Nos últimos dois anos, impressionava-me como no Sul do Maranhão muita gente arrendou suas terras para plantadores de cana-de-açúcar! Indaguei a meus botões quem estaria plantando alimentos. Doía que, uma região onde não havia tradição canavieira, mas plantações de arroz, feijão e milho, de repente virasse um mar de cana.
Ao comentar com pessoas conhecidas, ouvi que os tempos mudaram, a ''modernidade'' chegara ao campo e que ''fazendas à moda antiga'' estavam sumindo. Tenho uma mentalidade roceira arredia ao que se denomina de agronegócio selvagem: plantar só o que dá lucro no momento.
Sei como vive o povo da roça (pequenos e médios produtores), com um gadinho e uns roçados que produzem parte expressiva dos alimentos consumidos no país. A mentalidade da propriedade rural como a casa máter, com a função de porto seguro e esteio familiar, está entranhada em minha história de vida. Sou impregnada do modo de viver camponês, no qual ter um pedaço de chão significa a própria vida. Tenho apego à terra e vejo a sua posse como uma segurança, muito mais do que dinheiro no banco.
A Conferência da ONU sobre Mudança Climática, na ilha de Bali, na Indonésia, em 2007, embutiu no debate sobre biocombustíveis a alta exponencial do preço da soja nos Estados Unidos em decorrência da perda de espaço para o incentivo ao milho para o fabrico de etanol. Embora a soja possa produzir biodiesel, tal destino na cadeia produtiva é inexpressivo quando cotejado com a produção de óleo comestível e alimento para o gado. Em Bali, ''especialistas alertaram para o risco de inflação alimentar no mundo, resultante da busca pelo combustível limpo e baixa dependência de combustíveis fósseis''.
O dito no ano passado sobre inflação alimentar chegou agora a bordo da culpa do uso quase exclusivo da terra para produzir biocombustível, em detrimento da produção de alimentos. Pode ser verdade e pode não ser.
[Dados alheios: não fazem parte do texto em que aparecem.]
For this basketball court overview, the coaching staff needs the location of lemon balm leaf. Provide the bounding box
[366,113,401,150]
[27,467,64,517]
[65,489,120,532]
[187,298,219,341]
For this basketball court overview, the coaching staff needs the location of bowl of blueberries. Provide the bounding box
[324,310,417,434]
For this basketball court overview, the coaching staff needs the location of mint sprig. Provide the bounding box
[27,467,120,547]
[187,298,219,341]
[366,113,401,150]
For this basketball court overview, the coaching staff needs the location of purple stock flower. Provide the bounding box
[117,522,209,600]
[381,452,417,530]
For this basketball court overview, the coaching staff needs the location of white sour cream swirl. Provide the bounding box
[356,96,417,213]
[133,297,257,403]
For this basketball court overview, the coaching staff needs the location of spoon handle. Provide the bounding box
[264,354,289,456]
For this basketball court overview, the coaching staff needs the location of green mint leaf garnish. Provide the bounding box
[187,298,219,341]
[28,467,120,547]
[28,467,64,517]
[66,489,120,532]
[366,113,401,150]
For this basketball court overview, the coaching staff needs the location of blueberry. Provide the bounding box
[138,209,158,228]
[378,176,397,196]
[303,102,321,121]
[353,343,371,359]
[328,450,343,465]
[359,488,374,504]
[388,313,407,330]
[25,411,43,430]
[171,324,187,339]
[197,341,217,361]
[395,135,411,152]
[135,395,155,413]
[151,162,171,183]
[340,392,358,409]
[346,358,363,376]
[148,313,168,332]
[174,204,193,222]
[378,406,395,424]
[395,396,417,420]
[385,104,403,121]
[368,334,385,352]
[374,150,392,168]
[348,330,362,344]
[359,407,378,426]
O ministro da Fazenda, Guido Mantega, falou que os alimentos provocaram inflação em todo o mundo, porém ''a alta pode ajudar o Brasil'', pois a inflação alimentar ''tem o lado ruim, de aumento de custo de alimentos, mas o lado bom, o choque de oferta'', e que ''durante muito tempo, os países descuidaram dos investimentos. Deixamos de lado a produção de alimentos e ao mesmo tempo houve um aumento do poder aquisitivo de parte significativa da população mundial''. O ministro apresentou uma receita: aumento da oferta de produtos agrícolas; investimento no setor e produção de alimentos. E agora, José? Vamos todos pra Pasárgada?